Light where your name will hang.

A stranger's kindness.

Emma smiled without meaning to. She pressed her palm to the paper like it might warm.

The conductor called tickets. The train picked up its certain speed. Towns parceled themselves into water towers and steeples. Emma reached into her tote, found Mrs. Ferris's postcard already addressed to the gallery. On the back, in Hannah's neat hand from last night: For luck. Mail when it feels right. She slid it into the book, second page—close, so she wouldn't forget.

Her phone buzzed again.

Hannah: I put the blue tin on the top shelf. It sounds like letters when I move it. Comforting/illegal.

Emma: Keep committing tiny crimes. Report back at noon.

Hannah: Copy. Also: the espresso machine behaved. It fears me.

Emma laughed out loud. The man across the aisle glanced up, smiled in the way strangers do when they recognize someone happy.

Fields gave way to a river, gray and wide. As the bridge carried them over, Emma let the fear move through her and out the window, a tide that didn't need to be fought—only watched.

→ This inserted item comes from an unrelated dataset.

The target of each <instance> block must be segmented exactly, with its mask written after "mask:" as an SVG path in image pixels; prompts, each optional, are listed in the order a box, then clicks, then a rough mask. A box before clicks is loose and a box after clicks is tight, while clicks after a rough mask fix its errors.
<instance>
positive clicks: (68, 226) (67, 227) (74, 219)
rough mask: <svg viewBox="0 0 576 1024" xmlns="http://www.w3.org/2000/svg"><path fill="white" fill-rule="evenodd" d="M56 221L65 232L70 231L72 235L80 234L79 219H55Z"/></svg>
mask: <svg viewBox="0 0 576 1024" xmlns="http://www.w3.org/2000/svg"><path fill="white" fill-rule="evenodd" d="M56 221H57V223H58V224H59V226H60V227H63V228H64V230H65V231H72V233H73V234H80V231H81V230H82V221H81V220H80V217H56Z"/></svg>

She wrote the first line in the sketchbook, under Hannah's star:

7:18, bridge—forward is a verb.

At the station in the next town, she spotted a red mailbox near the newsstand. She didn't mail the postcard yet. Not there. Not quite. She put it back in the book and thought of the wall waiting, the empty space under the kraft-paper sign, the date Hannah had penciled in like optimism.

Back in Maple Hollow, Hannah walked to the café the long way, passing the fountain just as the first spray caught sunlight. She slipped Emma's letter out and read the last line again. I'll be back. The words steadied her like a hand at her spine.

At the door, she set the bell on the counter, rang it once for the road, and flipped the sign to Open.

The morning took both of them up—steel and track for one, steam and cups for the other—and carried them forward in parallel, the way good things do when they have to.